Neural scene representations, both continuous and discrete, have recently emerged as a powerful new paradigm for 3D scene understanding. Recent efforts have tackled unsupervised discovery of object-centric neural scene representations. However, the high cost of ray-marching, exacerbated by the fact that each object representation has to be ray-marched separately, leads to insufficiently sampled radiance fields and thus, noisy renderings, poor framerates, and high memory and time complexity during training and rendering. Here, we propose to represent objects in an object-centric, compositional scene representation as light fields. We propose a novel light field compositor module that enables reconstructing the global light field from a set of object-centric light fields. Dubbed Compositional Object Light Fields (COLF), our method enables unsupervised learning of object-centric neural scene representations, state-of-the-art reconstruction and novel view synthesis performance on standard datasets, and rendering and training speeds at orders of magnitude faster than existing 3D approaches.

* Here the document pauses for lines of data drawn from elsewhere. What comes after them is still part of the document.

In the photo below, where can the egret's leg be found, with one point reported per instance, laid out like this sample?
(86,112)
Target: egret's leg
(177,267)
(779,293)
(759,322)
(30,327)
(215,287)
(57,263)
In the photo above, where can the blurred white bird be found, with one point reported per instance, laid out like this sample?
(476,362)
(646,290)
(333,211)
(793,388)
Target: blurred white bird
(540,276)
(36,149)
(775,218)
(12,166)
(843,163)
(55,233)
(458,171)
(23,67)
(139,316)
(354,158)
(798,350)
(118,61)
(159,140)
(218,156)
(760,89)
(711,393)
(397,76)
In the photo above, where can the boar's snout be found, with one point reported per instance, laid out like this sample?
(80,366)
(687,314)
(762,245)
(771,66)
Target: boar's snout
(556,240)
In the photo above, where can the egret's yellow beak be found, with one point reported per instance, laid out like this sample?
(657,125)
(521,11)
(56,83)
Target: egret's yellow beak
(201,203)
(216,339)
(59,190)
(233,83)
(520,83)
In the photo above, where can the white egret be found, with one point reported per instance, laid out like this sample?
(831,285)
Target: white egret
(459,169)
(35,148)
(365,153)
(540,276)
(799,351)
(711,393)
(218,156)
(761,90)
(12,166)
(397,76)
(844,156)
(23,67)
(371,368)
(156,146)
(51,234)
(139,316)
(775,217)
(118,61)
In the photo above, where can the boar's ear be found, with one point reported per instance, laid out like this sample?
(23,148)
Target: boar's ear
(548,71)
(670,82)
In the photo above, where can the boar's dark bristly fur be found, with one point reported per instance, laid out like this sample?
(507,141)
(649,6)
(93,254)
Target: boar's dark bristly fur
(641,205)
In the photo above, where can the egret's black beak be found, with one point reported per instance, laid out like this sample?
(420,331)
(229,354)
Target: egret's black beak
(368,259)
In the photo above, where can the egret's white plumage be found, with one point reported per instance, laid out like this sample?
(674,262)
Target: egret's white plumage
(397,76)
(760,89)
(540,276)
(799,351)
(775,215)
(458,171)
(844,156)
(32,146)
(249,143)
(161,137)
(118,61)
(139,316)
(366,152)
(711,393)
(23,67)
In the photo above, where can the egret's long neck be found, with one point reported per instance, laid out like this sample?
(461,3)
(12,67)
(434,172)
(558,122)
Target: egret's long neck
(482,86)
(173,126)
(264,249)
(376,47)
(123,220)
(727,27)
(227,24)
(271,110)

TL;DR We combine slot attention and light field networks to
yield a 3D-aware, object-centric model without prohibitive memory
constraints.
From a single view of a scene, our model infers a 3D description for each object and reconstructs the scene from a novel pose. We visualize novel views of each scene and its per-object contributions. Per-object contributions shown here are masked by their segmentation weight against the background slot.
Below, we demonstrate the advantage of using a light-field decoder in a cross-scene composition application, where we combine object latents from ten different scenes into a single scene with twenty objects. Prior object-centric, 3D-aware models are unable to represent scenes with such depth range and number of objects due to prohibitive memory constraints. The scene reconstruction and its per-object contributions are displayed below.
We demonstrate a scene editing application of editing the scene on a per-object scale. For each scene, its objects are deleted sequentially (left), an object is centered (middle), and an object is orbited about the centered object (right).